Puis, très vite, ça m'est revenu en pleine gueule : la colère. Et puis des faits. Des chiffres. Sur ce que la violence des hommes cis coûte à la société. 100 milliards d’euros par an, selon l’historienne et écrivaine Lucile Peytavin. Alors de qui se moque-t-on ?

 

Qu’ils nous laissent avorter en paix. Qu’ils nous laissent être maman solo, être enceint ou enceinte ou enceint·e. Qu’ils nous laissent changer d’avis 3 fois sur notre désir d’enfant ou pas. Qu’ils nous laissent dire qu’on n’en veut pas et qu’on préférerait accoucher d’un projet, d’un disque ou d’un livre. Qu’ils nous laissent nous ligaturer les trompes, faire une FIV ou avoir accès à la GPA. 

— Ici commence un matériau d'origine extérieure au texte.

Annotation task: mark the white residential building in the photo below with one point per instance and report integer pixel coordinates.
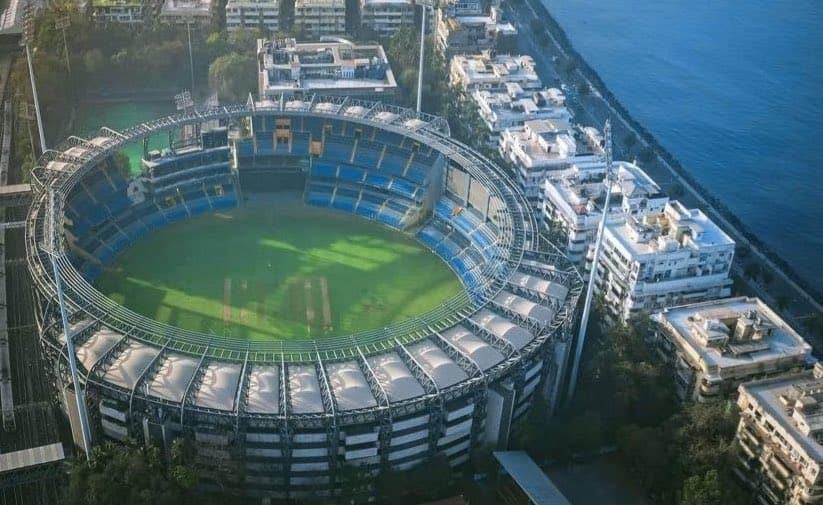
(387, 16)
(493, 72)
(316, 18)
(652, 262)
(780, 435)
(339, 68)
(126, 12)
(464, 7)
(573, 201)
(253, 14)
(186, 11)
(542, 146)
(513, 106)
(473, 33)
(715, 346)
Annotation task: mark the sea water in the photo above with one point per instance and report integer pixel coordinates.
(733, 90)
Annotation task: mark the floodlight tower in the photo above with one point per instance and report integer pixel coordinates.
(424, 6)
(63, 23)
(598, 242)
(51, 249)
(27, 29)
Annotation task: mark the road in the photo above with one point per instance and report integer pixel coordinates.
(592, 108)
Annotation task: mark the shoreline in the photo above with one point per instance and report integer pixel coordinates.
(711, 204)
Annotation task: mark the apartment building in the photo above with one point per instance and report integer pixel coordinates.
(716, 345)
(574, 200)
(339, 68)
(473, 33)
(779, 436)
(316, 18)
(253, 14)
(652, 262)
(493, 71)
(125, 12)
(513, 106)
(186, 11)
(542, 146)
(385, 17)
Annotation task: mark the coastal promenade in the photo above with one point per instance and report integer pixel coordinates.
(558, 62)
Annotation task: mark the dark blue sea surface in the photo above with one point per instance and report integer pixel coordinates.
(734, 90)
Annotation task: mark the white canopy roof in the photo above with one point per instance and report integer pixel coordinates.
(96, 346)
(503, 328)
(349, 386)
(173, 376)
(305, 390)
(219, 386)
(539, 285)
(526, 308)
(264, 390)
(126, 370)
(437, 364)
(395, 377)
(473, 346)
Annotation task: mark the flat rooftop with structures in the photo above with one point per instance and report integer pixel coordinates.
(574, 200)
(779, 437)
(489, 71)
(721, 343)
(183, 11)
(339, 68)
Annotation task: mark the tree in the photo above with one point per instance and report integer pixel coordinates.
(702, 489)
(233, 76)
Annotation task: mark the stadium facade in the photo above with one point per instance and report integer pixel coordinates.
(279, 419)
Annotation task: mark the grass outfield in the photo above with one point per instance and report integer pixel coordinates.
(287, 272)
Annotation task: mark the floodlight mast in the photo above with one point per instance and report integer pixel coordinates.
(64, 23)
(587, 304)
(26, 41)
(422, 52)
(51, 251)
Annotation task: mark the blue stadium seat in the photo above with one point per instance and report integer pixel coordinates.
(323, 169)
(319, 199)
(347, 173)
(199, 206)
(417, 173)
(377, 180)
(300, 143)
(390, 218)
(405, 189)
(368, 153)
(367, 209)
(344, 203)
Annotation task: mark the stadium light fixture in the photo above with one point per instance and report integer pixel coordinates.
(425, 6)
(27, 29)
(183, 100)
(191, 58)
(72, 357)
(598, 242)
(63, 23)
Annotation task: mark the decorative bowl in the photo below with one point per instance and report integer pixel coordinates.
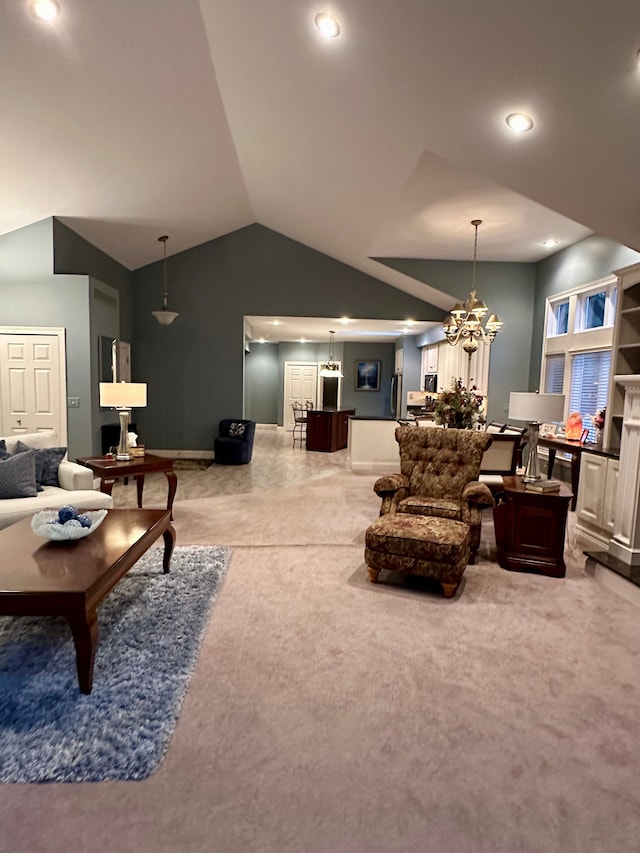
(43, 525)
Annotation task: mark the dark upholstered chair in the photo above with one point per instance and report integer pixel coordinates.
(234, 446)
(439, 477)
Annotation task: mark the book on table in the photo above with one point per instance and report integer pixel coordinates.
(543, 486)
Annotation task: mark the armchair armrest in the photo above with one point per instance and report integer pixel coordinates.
(478, 493)
(74, 477)
(390, 483)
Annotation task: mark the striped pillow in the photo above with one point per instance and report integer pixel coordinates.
(18, 476)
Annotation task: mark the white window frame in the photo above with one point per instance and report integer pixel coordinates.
(578, 340)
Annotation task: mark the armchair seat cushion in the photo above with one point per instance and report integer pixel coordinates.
(438, 507)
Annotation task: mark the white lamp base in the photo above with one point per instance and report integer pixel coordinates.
(123, 453)
(532, 472)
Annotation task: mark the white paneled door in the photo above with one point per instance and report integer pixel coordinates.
(30, 384)
(300, 382)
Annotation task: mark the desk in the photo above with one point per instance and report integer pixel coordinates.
(565, 446)
(109, 470)
(530, 529)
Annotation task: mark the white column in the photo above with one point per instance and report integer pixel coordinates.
(625, 544)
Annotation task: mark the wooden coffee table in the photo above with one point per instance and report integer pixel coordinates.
(43, 578)
(110, 469)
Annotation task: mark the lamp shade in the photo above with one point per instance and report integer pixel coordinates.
(123, 395)
(540, 408)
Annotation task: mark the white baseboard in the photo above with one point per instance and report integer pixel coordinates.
(375, 467)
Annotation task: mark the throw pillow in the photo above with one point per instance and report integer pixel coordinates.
(18, 476)
(48, 461)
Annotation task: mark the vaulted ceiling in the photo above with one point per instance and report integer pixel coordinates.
(132, 119)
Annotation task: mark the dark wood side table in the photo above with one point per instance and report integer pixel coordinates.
(109, 470)
(565, 446)
(530, 528)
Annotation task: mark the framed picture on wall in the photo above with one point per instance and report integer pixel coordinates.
(368, 375)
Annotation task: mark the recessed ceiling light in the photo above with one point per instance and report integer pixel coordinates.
(519, 122)
(327, 25)
(45, 10)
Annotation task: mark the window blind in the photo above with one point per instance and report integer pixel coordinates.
(554, 374)
(589, 383)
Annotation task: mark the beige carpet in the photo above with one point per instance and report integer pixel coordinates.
(329, 715)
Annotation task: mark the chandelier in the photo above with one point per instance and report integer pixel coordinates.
(165, 317)
(464, 322)
(331, 370)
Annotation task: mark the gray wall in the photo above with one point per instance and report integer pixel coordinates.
(194, 368)
(589, 260)
(27, 254)
(73, 254)
(104, 322)
(509, 289)
(262, 383)
(375, 404)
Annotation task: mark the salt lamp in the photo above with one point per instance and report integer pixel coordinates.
(573, 430)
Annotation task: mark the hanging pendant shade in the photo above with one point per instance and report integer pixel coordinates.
(331, 370)
(165, 317)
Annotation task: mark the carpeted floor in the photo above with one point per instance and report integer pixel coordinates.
(329, 715)
(151, 626)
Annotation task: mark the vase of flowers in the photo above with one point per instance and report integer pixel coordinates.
(458, 407)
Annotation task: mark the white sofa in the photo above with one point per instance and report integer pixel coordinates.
(76, 484)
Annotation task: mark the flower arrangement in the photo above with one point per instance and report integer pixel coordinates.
(459, 407)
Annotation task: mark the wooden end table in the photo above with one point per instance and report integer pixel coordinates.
(70, 579)
(530, 528)
(110, 469)
(564, 445)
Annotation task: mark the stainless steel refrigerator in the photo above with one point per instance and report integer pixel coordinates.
(396, 395)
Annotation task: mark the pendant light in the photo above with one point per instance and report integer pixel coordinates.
(165, 317)
(331, 370)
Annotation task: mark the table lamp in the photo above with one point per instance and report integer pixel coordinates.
(123, 396)
(535, 408)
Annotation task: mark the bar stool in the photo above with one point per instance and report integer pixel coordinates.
(300, 411)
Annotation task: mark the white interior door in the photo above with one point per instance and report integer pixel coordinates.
(300, 381)
(31, 384)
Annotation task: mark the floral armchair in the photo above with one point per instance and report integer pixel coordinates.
(439, 477)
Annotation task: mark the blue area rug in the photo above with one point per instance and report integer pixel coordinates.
(151, 626)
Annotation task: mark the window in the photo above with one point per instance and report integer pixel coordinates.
(554, 374)
(589, 386)
(576, 355)
(594, 310)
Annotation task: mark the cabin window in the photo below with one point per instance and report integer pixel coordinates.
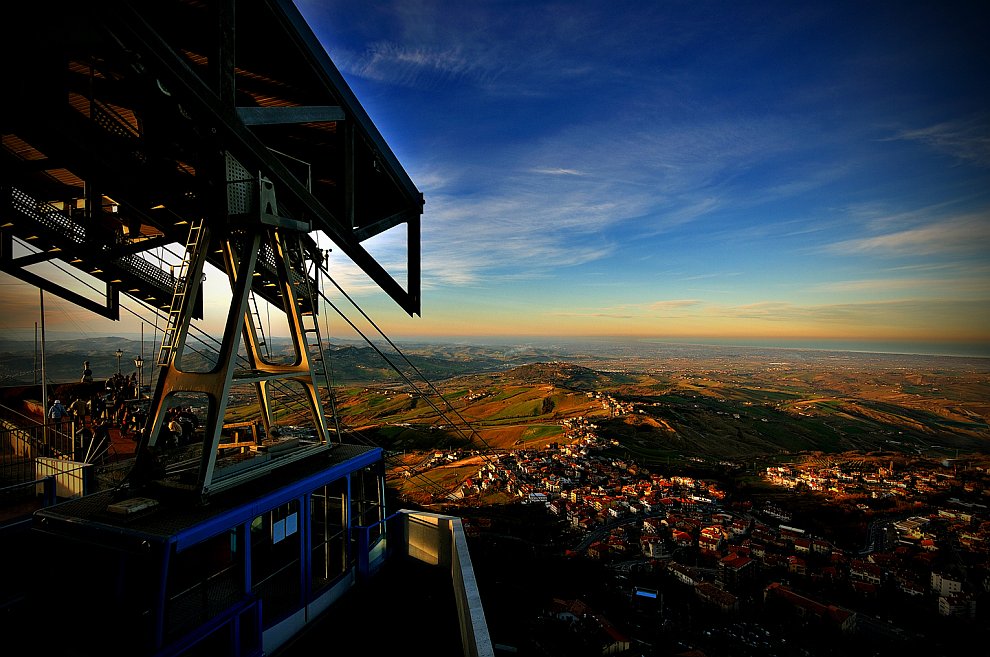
(203, 580)
(367, 501)
(328, 512)
(275, 561)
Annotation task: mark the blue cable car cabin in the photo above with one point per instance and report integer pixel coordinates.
(239, 575)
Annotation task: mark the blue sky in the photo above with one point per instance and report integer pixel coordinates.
(750, 172)
(711, 170)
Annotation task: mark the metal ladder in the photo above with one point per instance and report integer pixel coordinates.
(182, 288)
(258, 327)
(310, 325)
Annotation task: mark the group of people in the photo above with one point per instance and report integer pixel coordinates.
(180, 424)
(92, 415)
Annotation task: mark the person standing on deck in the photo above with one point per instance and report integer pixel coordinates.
(58, 412)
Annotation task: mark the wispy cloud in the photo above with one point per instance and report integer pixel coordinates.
(958, 235)
(967, 140)
(672, 304)
(557, 171)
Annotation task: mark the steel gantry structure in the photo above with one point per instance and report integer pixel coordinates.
(221, 128)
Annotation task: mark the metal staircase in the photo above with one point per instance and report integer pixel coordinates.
(180, 295)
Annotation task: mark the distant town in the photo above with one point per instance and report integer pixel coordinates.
(920, 567)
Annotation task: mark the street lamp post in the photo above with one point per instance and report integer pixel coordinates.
(139, 363)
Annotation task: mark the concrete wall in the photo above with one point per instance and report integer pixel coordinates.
(439, 540)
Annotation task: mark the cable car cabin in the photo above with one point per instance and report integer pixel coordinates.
(153, 574)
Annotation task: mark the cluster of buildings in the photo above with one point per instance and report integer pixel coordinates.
(733, 552)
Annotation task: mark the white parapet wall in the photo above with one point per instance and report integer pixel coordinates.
(439, 540)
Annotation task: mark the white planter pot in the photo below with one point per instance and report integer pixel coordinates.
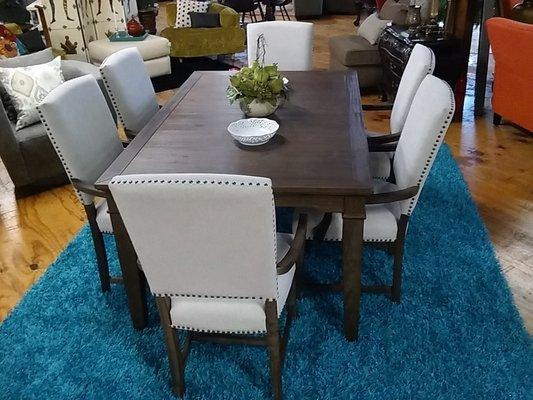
(258, 109)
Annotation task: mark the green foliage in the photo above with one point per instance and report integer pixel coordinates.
(263, 83)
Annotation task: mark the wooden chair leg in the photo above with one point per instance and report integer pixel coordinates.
(273, 347)
(398, 260)
(99, 247)
(175, 356)
(299, 276)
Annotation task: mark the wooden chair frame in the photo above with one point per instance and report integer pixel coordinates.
(275, 343)
(98, 238)
(395, 248)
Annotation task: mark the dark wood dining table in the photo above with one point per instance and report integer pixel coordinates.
(318, 159)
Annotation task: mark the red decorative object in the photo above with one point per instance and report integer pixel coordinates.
(7, 34)
(134, 27)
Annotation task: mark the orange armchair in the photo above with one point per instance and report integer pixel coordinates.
(512, 46)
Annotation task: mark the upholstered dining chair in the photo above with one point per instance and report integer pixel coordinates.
(129, 87)
(389, 208)
(82, 130)
(227, 287)
(421, 63)
(289, 44)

Et pendant ce temps-là, qu’ils s’occupent donc de soigner leur psychose patriarcale : voilà ce que j’ai envie de leur dire.

 

 

Alors, je le répète : j’ai avorté. Trois fois.

 

Et si je devais le refaire, je le referai. Et que cElleUX que ça dérange osent, ne serait-ce que pour une journée, vivre des règles sous endométriose. Vivre avec le poids de la honte, du trauma, ou juste sous le poids de leurs violences qu’ils accumulent en totem sur nos épaules qui bleuissent.

 

Qu’ils viennent se taper une dépression aggravée par la prise d’un traitement contraceptif. Qu’ils viennent s’enquiller des problèmes veineux aux jambes qui vous empêchent de marcher ou de dormir. Qu’ils viennent pisser du sang pendant 6 mois chaque jour à la suite de la pose d’un implant. Qu’ils viennent se retrouver à perdre 10 kilos et à en reprendre 15 à chaque changement de contraception, le tout, sponsorisé par des gros TCA. Qu’ils viennent se taper un avortement médicamenteux avec une tumeur dans le myomètre, où chaque contraction ressemble à une copie de la mort en HD. Qu’ils viennent un peu s’asseoir à la table et discuter de ce qu’il faut faire pour nos sexualités et nos rapports qui sont à réinventer.

 

Qu’ils viennent me chercher. Je ne me cacherai pas. Et je le répéterai autant qu’il le faudra. J’ai avorté trois fois, et je les emmerde.